A competitive advantage
NHS dentistry is facing its biggest shake up in 50 years. Under increasing pressure to improve both productivity and raise the level of patient care, practice managers are charged with identifying new ways to gain a competitive advantage over rival practices. Customer satisfaction and practice profitability are undoubtedly linked closely to product and practice quality.
In 1980 Michael E Porter, a professor of business administration at Harvard Business School and a renowned leader in management thinking, introduced a model of sustainable competitive advantage. The Porter model suggests that the state of competition in an industry depends on five basic forces and that the strongest force determines the profitability of an industry.
By analysing these forces and predicting their interaction in the future, Porter argued that managers can position a business to capitalise on the opportunities and mitigate risk. Under pressure to devise new business strategies, dental practice managers would be well advised to consider established business strategies like Porter’s Five Forces model.
The five forces that Porter suggests drive competition are:
• Threat of new market entrants
• Threat of substitute products
• Bargaining power of buyers
• Power of suppliers
• Positioning of the current competition.
The five forces model should be used as a tool by practices to assess the value of dentistry as an industry and the competitiveness of a practice within dentistry.
How easy or difficult is it for new practices to enter the dental industry? The financial cost and experience needed to establish a successful practice is a highly-restrictive barrier to entering the industry. The biggest threat to existing practices comes in the form of practice associates who, disillusioned with their own career and with the necessary resources at hand, attempt to establish their own practice. And in light of recent reports indicating that the industry could soon be 5,000 short of NHS dentists, securing patients would not be a restraining factor.
How easy could dentistry be substituted? The threat of substitution to dentistry at macro level is negligible, but the situation at practice level is clearly different. Clinicians offer a range of options for each
treatment that are artificially constrained by government regulation.
From April 1 the restrictive fee-per-item structure ends and the opportunity to substitute materials and procedures will begin. Dentists will be free to utilise techniques that they feel offer clinical benefits to clients and deliver higher profits to the business.
How strong is the position of the customer? The most powerful of Porter’s five forces is undoubtedly the power of the customer. The current fee-per-item structure controls the price of dentistry in the UK. Instead of over 400 prices for different items of treatment, from April 1 a simple system of three bands will be introduced.
Primary care trusts will be empowered with local control of resources of dentistry. Patients will be in a far stronger position to influence competition within dentistry. Patients also tend to be price sensitive when purchasing products that are undifferentiated, expensive relative to their income and when quality is not important.
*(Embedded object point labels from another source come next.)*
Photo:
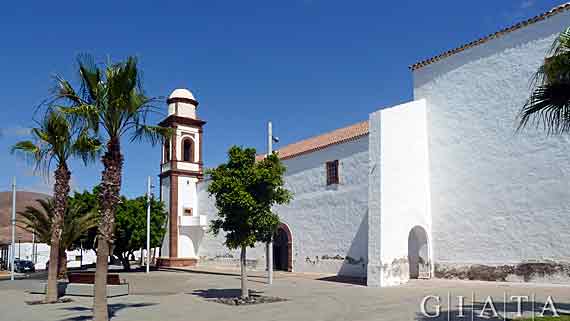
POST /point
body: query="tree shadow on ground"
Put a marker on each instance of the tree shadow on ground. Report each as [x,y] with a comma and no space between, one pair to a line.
[229,273]
[113,309]
[344,279]
[505,310]
[222,293]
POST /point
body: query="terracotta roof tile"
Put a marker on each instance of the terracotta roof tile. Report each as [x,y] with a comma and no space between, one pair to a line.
[498,34]
[316,143]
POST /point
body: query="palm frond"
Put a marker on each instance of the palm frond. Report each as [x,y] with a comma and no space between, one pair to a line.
[548,106]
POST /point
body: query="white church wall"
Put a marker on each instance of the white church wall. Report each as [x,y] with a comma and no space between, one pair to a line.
[165,195]
[399,189]
[328,223]
[498,198]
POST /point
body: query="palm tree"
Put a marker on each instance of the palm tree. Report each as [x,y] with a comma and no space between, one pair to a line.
[549,104]
[76,222]
[111,103]
[57,140]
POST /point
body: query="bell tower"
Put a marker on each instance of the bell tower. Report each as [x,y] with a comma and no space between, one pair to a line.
[180,171]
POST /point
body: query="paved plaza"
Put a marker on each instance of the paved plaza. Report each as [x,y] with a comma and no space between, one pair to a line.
[185,295]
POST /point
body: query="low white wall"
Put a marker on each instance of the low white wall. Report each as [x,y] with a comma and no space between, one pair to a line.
[25,251]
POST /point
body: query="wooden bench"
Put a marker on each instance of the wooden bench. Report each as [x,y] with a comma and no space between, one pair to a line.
[89,278]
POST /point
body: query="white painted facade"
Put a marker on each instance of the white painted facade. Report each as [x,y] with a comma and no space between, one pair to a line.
[441,182]
[399,189]
[328,223]
[497,197]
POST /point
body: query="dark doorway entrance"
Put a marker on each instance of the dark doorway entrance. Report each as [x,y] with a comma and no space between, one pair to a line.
[282,249]
[418,256]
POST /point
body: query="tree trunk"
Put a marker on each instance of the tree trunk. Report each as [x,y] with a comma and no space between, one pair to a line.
[108,201]
[244,290]
[60,193]
[62,264]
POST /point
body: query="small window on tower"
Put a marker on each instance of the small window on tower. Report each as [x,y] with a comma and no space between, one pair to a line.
[167,151]
[332,172]
[188,150]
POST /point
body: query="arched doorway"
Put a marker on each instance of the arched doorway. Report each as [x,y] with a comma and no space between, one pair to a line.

How strong is the position of suppliers to the dental industry? Susceptible to the fortunes of the industry, the relatively few suppliers that do exist protect both the industry and patient’s interests via reasonable pricing and ploughing resources into research and development and lobbying.
Does strong competition between existing practices exist? Rivalry within dentistry is intense due to the fragmented nature of the industry. Differentiation exists in the form of NHS and private practice. Private patients shop for alternative treatments and are receptive to different levels of customer service. If a practice focuses resources on negotiating with a PCT to provide income it should adopt a different approach to one focusing on its customers for income.
The wise business strategist will analyse the current macro and micro environment and predict future industry circumstances. The April 1 changes will open the door for dentistry as an industry to increase profitability.
Individual practices are challenged with developing strategies that will enhance their competitiveness. Analysis of models on sustainable competitive advantage, including Porter’s Five Forces model, are recommended. Practices that fail to adopt new and tailor-made strategies and simply accept a PCT contract cannot and should not expect to benefit from the new opportunity.
My advice to practice managers is be clear who your customer is – the PCT or the patient. Product differentiation is the key here. In the case of PCT’s, managers must establish and deliver exactly what the individual trust wants and tailor your product accordingly. And with over 720 varied PCTs in the country, you cannot assume that you know the answers without asking the questions.
Alternatively, if your customer is the patient, can you explain why they should use your practice as opposed to a competitor? A practice must invest in new products and enhanced services which delight the customer. Comfortable offices, modern equipment and customer-focused staff add no direct clinical benefits, but are vitally important to the customer and fundamental prerequisites to a successful practice.
Only when a manager views its practice as a business and understands its patients as customers can a strategy of sustainable competitive advantage be implemented. Delivering customer value and satisfaction is the only route to success. Rudimentary analysis of the individual patients’ needs, wants and ability to pay will highlight an enormous amount of latent opportunity. The job of the business sales team is to satisfy this opportunity profitability.